Authenticating by IP Address

As an archive administrator you may create an account that authenticates based on IP address. You may specify an IP mask so that multiple addresses may authenticate. This can be particularly useful in large deployments of measurement hosts in a small set of subnets as it does not require a username and password (API key) to be defined for each host in their tasks file. As such, automated configuration is made easier by this authentication method. The commands for adding an account that authenticates based on IP are as follows:

CentOS/RedHat:

  1. Change to the esmond install directory:

    cd /usr/lib/esmond
    
  2. Run the commands below to create the account. You must provide a username as the first argument. This is simply used internally to identify the set of permissions associated with the IP addresses. After that may be one or more IP addresses in the form of X.X.X.X or X.X.X.X/Y where X is each octet and Y is the subnet. If Y is not specified it defaults to 32 (i.e. only the exact IP address provided matches). The example below will allow the host 10.0.1.1 or any host in the 10.0.2.0/24 subnet to register data to esmond:

    . bin/activate
    python esmond/manage.py add_user_ip_address example_user 10.0.1.1 10.0.2.0/24
    

Debian/Ubuntu:

On a Debian/Ubuntu system you can use:

/usr/share/esmond/util/esmond_manage add_user_ip_address example_user 10.0.1.1 10.0.2.0/24

Configuring Measurement Hosts

Each measurement host must be configured to register its data to the central archive. This is done by configuring the pSConfig pScheduler Agent to use the archive. The exact approach depends largely with how you are reading your template and which tasks you want to send to the central archive.

One approach is to define the archive in the pSConfig template being used. In that case, the pSConfig template is going to need a section similar to the following:

"archives": {
    "example_esmond_archive": {
        "archiver": "esmond",
        "data": {
            "measurement-agent": "{% scheduled_by_address %}",
            "url": "https://ma.example.perfsonar.net/esmond/perfsonar/archive/"
    }
}

Note

It is highly recommended you set the measurement-agent field to the template variable {% scheduled_by_address %} for esmond archives as it ensures the requester of the measurement is properly recorded. See scheduled_by_address Variable for more details on this variable.

The full set of options for the data section of an archive object of type esmond are detailed here. The defined tasks section will need to reference the archive defined above for those tasks to be stored. See Introduction to pSConfig Templates for information on how tasks and archives link together if that is not clear.

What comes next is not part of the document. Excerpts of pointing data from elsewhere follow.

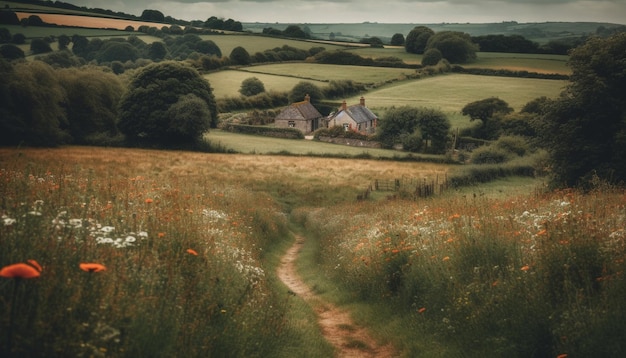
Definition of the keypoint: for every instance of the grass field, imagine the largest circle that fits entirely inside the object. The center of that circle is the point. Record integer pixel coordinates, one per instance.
(242, 143)
(450, 93)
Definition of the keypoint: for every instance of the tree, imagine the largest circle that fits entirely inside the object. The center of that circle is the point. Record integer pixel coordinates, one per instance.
(11, 52)
(208, 47)
(153, 15)
(39, 46)
(585, 128)
(157, 51)
(489, 111)
(30, 105)
(417, 39)
(251, 87)
(302, 89)
(456, 47)
(240, 56)
(397, 40)
(92, 99)
(145, 109)
(417, 129)
(431, 57)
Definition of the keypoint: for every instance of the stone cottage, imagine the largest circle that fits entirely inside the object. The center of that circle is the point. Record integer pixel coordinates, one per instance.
(300, 115)
(356, 118)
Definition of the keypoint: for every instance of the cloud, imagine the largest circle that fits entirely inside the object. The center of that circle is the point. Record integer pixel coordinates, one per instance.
(388, 11)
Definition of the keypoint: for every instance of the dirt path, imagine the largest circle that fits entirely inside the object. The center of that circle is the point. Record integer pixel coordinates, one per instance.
(337, 327)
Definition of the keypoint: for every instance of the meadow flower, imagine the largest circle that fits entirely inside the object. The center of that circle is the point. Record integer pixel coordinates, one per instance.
(19, 270)
(91, 267)
(35, 264)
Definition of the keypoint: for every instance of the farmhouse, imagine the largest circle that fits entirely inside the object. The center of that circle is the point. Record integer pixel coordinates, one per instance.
(300, 115)
(356, 118)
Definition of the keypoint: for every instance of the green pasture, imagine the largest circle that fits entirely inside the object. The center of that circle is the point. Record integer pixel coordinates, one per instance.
(451, 92)
(254, 43)
(227, 83)
(249, 144)
(320, 72)
(521, 62)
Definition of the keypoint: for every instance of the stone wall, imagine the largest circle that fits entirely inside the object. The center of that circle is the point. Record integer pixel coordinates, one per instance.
(351, 142)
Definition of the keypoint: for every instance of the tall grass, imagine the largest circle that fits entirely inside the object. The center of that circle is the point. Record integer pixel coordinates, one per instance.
(529, 276)
(184, 258)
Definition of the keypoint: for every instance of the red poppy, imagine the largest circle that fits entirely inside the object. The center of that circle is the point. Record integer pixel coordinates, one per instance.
(19, 271)
(35, 264)
(91, 267)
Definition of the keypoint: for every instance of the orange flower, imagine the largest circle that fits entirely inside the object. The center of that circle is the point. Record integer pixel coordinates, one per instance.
(19, 271)
(91, 267)
(35, 264)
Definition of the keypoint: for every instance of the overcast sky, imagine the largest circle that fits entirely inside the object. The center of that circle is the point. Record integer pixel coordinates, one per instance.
(382, 11)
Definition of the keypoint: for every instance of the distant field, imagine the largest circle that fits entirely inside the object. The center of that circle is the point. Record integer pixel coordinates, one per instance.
(248, 144)
(254, 43)
(227, 83)
(522, 62)
(320, 72)
(451, 92)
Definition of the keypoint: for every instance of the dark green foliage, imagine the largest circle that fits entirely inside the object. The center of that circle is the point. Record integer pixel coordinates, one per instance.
(208, 47)
(5, 35)
(585, 129)
(456, 47)
(8, 17)
(408, 125)
(64, 41)
(30, 106)
(417, 39)
(92, 98)
(39, 46)
(503, 43)
(397, 40)
(342, 89)
(490, 111)
(117, 51)
(11, 52)
(302, 89)
(431, 57)
(145, 109)
(157, 51)
(153, 15)
(251, 87)
(290, 133)
(61, 59)
(239, 56)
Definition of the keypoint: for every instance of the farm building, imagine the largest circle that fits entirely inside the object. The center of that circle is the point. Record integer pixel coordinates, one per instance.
(356, 118)
(300, 115)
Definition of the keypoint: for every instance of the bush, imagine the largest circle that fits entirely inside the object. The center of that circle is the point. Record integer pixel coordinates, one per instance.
(251, 86)
(490, 155)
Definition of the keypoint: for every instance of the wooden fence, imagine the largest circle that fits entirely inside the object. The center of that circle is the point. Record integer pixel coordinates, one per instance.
(418, 187)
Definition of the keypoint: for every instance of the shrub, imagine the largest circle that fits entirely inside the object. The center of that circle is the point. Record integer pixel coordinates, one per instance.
(490, 155)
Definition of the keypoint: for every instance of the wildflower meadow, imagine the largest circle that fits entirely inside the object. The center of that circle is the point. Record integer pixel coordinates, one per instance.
(540, 275)
(132, 265)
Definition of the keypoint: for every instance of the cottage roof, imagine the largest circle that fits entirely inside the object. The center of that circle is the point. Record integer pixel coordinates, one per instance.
(358, 112)
(300, 110)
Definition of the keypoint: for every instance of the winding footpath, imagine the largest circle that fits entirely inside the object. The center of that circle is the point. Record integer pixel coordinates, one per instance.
(349, 340)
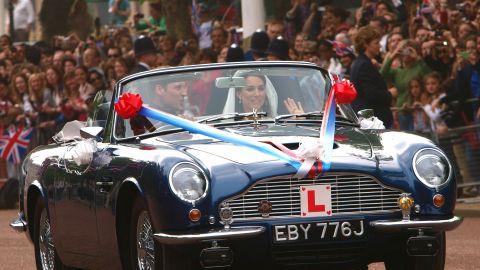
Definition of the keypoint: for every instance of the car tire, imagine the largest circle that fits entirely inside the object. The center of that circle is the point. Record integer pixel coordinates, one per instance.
(406, 262)
(145, 252)
(46, 256)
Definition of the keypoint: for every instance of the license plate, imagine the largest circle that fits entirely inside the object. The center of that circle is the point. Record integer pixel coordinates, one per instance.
(318, 231)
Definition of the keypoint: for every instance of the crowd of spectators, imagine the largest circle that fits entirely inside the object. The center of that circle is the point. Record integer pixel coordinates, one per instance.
(422, 59)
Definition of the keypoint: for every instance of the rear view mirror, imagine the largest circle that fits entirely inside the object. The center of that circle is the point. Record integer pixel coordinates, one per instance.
(365, 113)
(91, 132)
(229, 82)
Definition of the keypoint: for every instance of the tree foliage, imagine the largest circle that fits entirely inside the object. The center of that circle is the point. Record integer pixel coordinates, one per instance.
(54, 17)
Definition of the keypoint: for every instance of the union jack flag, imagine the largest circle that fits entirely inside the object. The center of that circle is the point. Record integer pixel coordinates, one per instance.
(13, 145)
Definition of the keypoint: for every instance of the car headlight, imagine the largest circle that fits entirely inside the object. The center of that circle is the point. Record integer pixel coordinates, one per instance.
(188, 182)
(432, 167)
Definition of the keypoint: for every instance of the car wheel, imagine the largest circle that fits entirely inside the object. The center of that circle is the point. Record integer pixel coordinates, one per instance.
(146, 253)
(406, 262)
(45, 253)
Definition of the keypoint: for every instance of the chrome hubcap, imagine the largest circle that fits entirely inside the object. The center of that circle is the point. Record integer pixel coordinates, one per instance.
(45, 243)
(145, 244)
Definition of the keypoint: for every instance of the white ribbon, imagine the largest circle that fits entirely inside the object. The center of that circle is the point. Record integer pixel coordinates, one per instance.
(371, 123)
(309, 151)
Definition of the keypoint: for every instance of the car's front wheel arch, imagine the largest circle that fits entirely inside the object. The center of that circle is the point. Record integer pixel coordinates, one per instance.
(127, 195)
(32, 198)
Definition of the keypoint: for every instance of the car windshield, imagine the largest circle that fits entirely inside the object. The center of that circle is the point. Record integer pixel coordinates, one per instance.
(226, 94)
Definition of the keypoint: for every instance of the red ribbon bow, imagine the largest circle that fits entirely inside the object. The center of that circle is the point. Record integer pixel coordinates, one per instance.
(128, 105)
(345, 92)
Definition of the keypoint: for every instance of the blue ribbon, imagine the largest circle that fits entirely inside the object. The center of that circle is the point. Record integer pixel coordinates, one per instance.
(217, 134)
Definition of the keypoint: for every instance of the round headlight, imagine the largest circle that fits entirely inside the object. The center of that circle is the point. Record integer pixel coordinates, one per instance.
(432, 167)
(188, 182)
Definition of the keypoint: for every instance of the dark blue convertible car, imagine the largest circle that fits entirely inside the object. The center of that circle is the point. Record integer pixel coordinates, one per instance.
(143, 193)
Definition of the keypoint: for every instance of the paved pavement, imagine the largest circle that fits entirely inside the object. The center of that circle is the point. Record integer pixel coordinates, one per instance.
(468, 207)
(16, 252)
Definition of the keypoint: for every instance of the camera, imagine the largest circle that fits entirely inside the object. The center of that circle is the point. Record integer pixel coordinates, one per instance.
(460, 7)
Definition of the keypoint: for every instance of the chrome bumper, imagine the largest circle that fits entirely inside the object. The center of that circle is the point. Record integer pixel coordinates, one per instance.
(19, 224)
(435, 225)
(233, 233)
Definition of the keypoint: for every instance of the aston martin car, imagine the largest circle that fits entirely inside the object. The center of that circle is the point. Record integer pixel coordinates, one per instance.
(218, 182)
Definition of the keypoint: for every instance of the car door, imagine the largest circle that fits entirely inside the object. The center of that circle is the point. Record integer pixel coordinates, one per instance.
(74, 204)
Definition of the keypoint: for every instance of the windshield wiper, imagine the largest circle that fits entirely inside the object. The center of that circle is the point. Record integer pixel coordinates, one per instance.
(233, 116)
(307, 115)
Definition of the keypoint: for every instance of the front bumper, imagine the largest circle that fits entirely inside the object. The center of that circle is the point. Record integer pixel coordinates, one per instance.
(19, 224)
(431, 224)
(232, 233)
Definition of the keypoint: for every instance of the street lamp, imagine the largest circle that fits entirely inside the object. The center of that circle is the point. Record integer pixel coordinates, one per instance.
(10, 14)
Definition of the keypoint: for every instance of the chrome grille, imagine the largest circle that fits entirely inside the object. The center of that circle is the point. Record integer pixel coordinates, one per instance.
(351, 194)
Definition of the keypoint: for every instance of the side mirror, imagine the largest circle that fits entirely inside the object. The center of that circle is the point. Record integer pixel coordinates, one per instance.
(366, 113)
(91, 132)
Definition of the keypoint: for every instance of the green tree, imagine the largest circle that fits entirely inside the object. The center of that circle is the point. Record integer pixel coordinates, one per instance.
(54, 17)
(178, 18)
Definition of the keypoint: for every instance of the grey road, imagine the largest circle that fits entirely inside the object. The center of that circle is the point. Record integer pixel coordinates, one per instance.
(463, 246)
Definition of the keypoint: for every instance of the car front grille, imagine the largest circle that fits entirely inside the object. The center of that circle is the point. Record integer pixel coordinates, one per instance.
(351, 194)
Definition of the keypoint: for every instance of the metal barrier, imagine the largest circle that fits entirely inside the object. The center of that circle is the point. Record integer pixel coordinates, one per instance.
(462, 146)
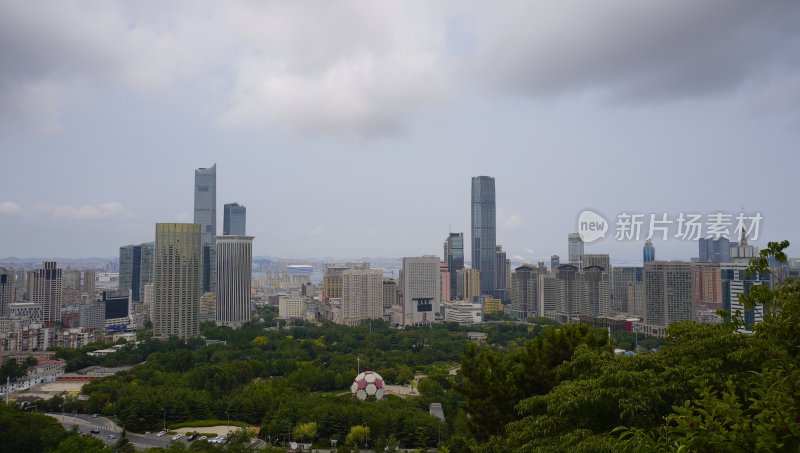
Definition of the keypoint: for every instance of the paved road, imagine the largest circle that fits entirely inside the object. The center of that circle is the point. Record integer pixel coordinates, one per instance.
(109, 431)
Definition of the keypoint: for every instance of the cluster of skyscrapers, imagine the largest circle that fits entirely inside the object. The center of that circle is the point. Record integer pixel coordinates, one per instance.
(649, 297)
(189, 274)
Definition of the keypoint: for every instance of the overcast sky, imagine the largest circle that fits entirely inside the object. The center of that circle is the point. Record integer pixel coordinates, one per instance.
(352, 128)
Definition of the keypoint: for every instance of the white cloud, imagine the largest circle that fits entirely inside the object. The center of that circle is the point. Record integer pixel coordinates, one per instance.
(90, 212)
(9, 207)
(508, 222)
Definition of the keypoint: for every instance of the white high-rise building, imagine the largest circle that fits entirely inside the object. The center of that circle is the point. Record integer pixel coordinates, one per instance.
(7, 290)
(362, 295)
(667, 292)
(575, 246)
(421, 289)
(205, 215)
(176, 285)
(234, 273)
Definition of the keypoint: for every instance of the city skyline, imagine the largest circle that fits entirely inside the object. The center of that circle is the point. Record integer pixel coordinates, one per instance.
(450, 94)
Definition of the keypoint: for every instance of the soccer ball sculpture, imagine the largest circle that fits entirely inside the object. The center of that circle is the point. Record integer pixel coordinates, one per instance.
(368, 386)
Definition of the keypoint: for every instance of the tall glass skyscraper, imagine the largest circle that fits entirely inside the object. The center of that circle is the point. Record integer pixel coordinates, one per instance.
(648, 252)
(714, 250)
(205, 215)
(234, 219)
(484, 231)
(454, 255)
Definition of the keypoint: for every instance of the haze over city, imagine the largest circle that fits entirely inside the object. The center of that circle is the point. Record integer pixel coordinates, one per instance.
(352, 129)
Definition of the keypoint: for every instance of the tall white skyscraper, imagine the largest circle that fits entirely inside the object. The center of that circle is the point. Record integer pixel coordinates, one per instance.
(484, 232)
(176, 288)
(575, 245)
(667, 292)
(421, 289)
(362, 295)
(234, 273)
(234, 219)
(205, 215)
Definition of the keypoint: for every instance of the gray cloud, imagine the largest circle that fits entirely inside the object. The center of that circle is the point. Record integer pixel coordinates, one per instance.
(645, 50)
(355, 66)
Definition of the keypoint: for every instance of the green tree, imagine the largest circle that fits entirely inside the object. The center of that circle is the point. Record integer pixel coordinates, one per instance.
(357, 436)
(305, 431)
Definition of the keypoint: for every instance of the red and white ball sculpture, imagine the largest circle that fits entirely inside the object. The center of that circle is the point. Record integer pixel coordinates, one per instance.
(368, 386)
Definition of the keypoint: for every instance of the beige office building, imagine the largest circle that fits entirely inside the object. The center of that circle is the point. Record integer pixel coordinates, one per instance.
(667, 292)
(176, 283)
(362, 295)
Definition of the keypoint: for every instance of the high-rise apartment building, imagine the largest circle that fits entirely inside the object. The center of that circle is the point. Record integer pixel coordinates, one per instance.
(454, 255)
(621, 276)
(500, 265)
(470, 284)
(571, 291)
(130, 259)
(598, 285)
(555, 261)
(714, 250)
(176, 285)
(742, 252)
(484, 232)
(707, 283)
(525, 293)
(205, 215)
(548, 295)
(599, 260)
(234, 219)
(7, 290)
(636, 299)
(135, 268)
(234, 274)
(575, 248)
(389, 293)
(88, 282)
(444, 274)
(421, 292)
(332, 278)
(45, 288)
(362, 295)
(667, 292)
(736, 281)
(71, 279)
(648, 252)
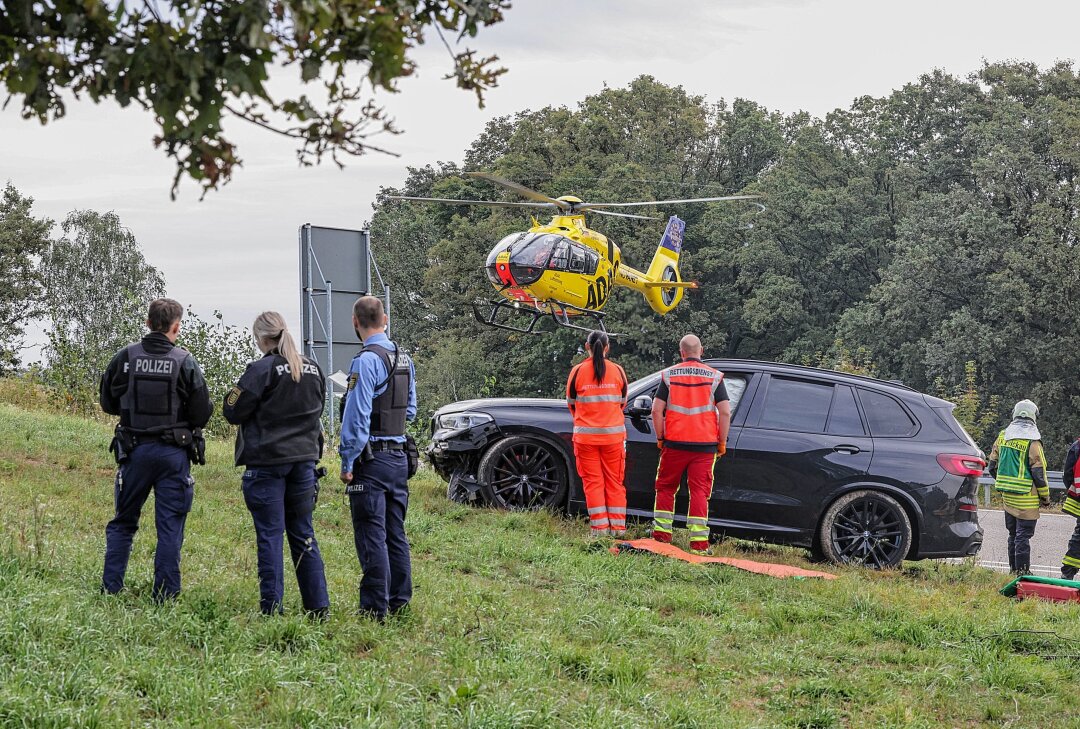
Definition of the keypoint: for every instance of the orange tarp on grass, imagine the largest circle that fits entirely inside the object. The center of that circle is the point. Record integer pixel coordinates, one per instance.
(747, 565)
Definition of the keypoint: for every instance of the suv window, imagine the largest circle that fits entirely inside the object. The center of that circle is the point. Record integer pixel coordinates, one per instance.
(736, 386)
(796, 405)
(885, 415)
(844, 417)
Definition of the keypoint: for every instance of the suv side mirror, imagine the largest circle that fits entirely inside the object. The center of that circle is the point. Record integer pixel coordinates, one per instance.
(640, 407)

The above example does not define an API key for authentication. It is possible to set the API key using the _auth_token field. For example:

"archives": {
    "example_esmond_archive_with_key": {
        "archiver": "esmond",
        "data": {
            "measurement-agent": "{% scheduled_by_address %}",
            "url": "https://ma.example.perfsonar.net/esmond/perfsonar/archive/",
            "_auth-token": "35dfc21ebf95a6deadbeef83f1e052fbadcafe57"
    }
}

It is only recommended you set the _auth-token if your template is a file on the local system that will never be published to the web. This is to protect your API key from being exposed. See Local Templates for how to setup local templates. Alternatively see Configuring Default Archives for information on how to define a default archiver locally for all tasks. Finally, if you have a remote template and would like to set the _auth-token after the agent downloads the template see Transforming All Remote Templates and Transforming Individual Remote Templates.

If you are using a remote pSConfig template that has your archive defined in it, make sure you use the --configure-archives option of psconfig remote add when you add the URL to the template. Example:

psconfig remote add --configure-archives URL

If the option is not included then the archive will be ignored.